- Uwang Ahadas in 2017

Background information
- Born: February 15, 1945
- Origin: Lamitan, Basilan, Philippines
- Died: October 29, 2022 (aged 77)
- Genres: Folk
- Instruments: abbang; agung; kwintangan;
- Awards: Gawad sa Manlilikha ng Bayan

= Uwang Ahadas =

Filipino folk musician (1945–2022)

Uwang Ahadas (February 15, 1945 – October 29, 2022) was a Filipino folk musician of the Yakan people who was a recipient of the National Living Treasures Award.

==Background==
Uwang Ahadas was born on February 15, 1945.
He went near blind when he was five years old. People in his community believed that this was due to retribution of nature spirits which lived in Bohe Libaken, a creek where Ahadas frequently bathed. Ahadas along with his sibling musicians were taught how to play Yakan traditional instruments as children. He first learned how to play the gabbang, a wooden bamboo instrument similar to the xylophone then learned how to play the agung an instrument traditionally played by Yakan men.
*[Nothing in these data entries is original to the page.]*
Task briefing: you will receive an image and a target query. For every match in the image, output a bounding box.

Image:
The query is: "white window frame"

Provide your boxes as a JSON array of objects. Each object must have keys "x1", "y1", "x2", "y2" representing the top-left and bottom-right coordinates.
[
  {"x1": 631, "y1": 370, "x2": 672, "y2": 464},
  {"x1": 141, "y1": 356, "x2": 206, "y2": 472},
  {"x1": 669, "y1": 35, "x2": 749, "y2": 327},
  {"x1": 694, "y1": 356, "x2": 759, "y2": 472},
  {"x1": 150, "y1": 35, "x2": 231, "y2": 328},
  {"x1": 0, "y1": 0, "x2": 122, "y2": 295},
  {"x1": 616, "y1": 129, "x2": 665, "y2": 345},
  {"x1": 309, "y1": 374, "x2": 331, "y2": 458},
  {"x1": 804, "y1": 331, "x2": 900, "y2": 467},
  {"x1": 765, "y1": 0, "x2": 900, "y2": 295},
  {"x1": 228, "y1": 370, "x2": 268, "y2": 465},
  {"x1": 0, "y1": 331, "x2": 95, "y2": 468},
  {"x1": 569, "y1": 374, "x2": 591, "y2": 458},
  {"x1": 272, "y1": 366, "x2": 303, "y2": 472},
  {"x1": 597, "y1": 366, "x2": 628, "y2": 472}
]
By age 20, Ahadas had already mastered the kwintangan which is considered as the most important Yakan musical instrument despite the instrument being traditionally reserved for women. He could also play the tuntungan.

Ahadas taught his children how to play Yakan traditional instruments, including Darna who would later become a teacher of these traditions herself. Ahadas went on to promote these traditions outside his native town of Lamitan, Basilan.

Ahadas was recognized as a National Living Treasure by the National Commission for Culture and the Arts in the year 2000. He died on October 29, 2022, at the age of 77.